Resûlullah, sadece kendi rahatını düşünen bencilce bir hayat tarzından ashâbını ısrarla sakındırmıştır. Müminler sadece “ben nasıl rahat ederim”e göre değil, “nasıl rahat ettiririm”e göre de hayatlarını tanzim etmeliydi. Kardeşinin ihtiyacını gözetmek ve sıkıntılı gününde onun yanında olmak, bir mümin için hayat tarzı hâline gelmeliydi. Nitekim sahâbeden Berâ’ b. Âzib, “Peygamber (sav) bize şu yedi şeyi emretti: Hastayı ziyaret etmek, cenazeyi (kabre kadar) takip etmek, aksırana Allah’tan rahmet dilemek, zayıfa yardım etmek, mazluma yardım etmek, selâmı yaymak ve yemin edenin yeminini tasdik etmek.” (Buhârî, İsti’zân, 8) derken, Hz. Peygamber’in ashâbını sosyal hayatın gerekleri konusunda eğitmek için ne kadar hassas davrandığını ortaya koyuyordu. Resûlullah’ın öğrettiği toplumsal ahlâka göre gücü yeten müminler, gücü yetmeyenlerin hizmetinde olmalıydı. Hz. Peygamber, “Dul bir kadının ve fakirin işleri için koşturan kimse, Allah yolunda cihad eden yahut geceyi namazla gündüzü oruçla geçiren kimse gibidir.” (Buhârî, Nafakât, 1) buyurarak, hizmet ehli olmanın Hak katındaki kıymetini bildirmişti. Nitekim insanların en hayırlısı, onlara en faydalı olandı.

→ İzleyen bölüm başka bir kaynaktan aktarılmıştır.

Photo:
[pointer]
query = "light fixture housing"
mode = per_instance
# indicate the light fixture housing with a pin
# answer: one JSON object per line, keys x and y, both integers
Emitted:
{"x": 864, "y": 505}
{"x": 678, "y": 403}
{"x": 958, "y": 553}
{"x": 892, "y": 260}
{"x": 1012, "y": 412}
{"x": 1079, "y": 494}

Diğer taraftan insanların hizmetinde olmak, maddî imkânlara bağlı olmaksızın her müminin hayatını kuşatabilecek bir olguydu. Allah Resûlü,“İki kişinin arasında adaletle karar vermen bir sadakadır. Hayvanına binmek isteyen bir kimseyi hayvana bindirmen yahut eşyasını hayvana yüklemen bir sadakadır. Güzel söz bir sadakadır. Namaza giderken attığın her adım bir sadakadır. İnsanlara eziyet veren şeyleri yoldan kaldırman (bile) bir sadakadır.” (Müslim, Zekât, 56) diyordu. Zira sadaka ismi altında zikredilen bütün bu hususlar, aslında insanlara olan sadakat ve samimiyetin birer göstergesiydi. Toplum içinde yaşadığımıza göre, her hâlükârda diğer insanların da maslahatını dikkate almak gerekiyordu. Nitekim Efendimiz ashâbına, “Gözü (harama bakmaktan) sakınmak, rahatsızlık verecek şeyleri ortadan kaldırmalarını, selâma karşılık vermelerini, (insanları) iyiliğe davet edip kötülükten sakındırmak suretiyle kenarına oturdukları yolun dahi hakkını vermelerini” tembih lemiştir.(Buhârî, Mezâlim, 22)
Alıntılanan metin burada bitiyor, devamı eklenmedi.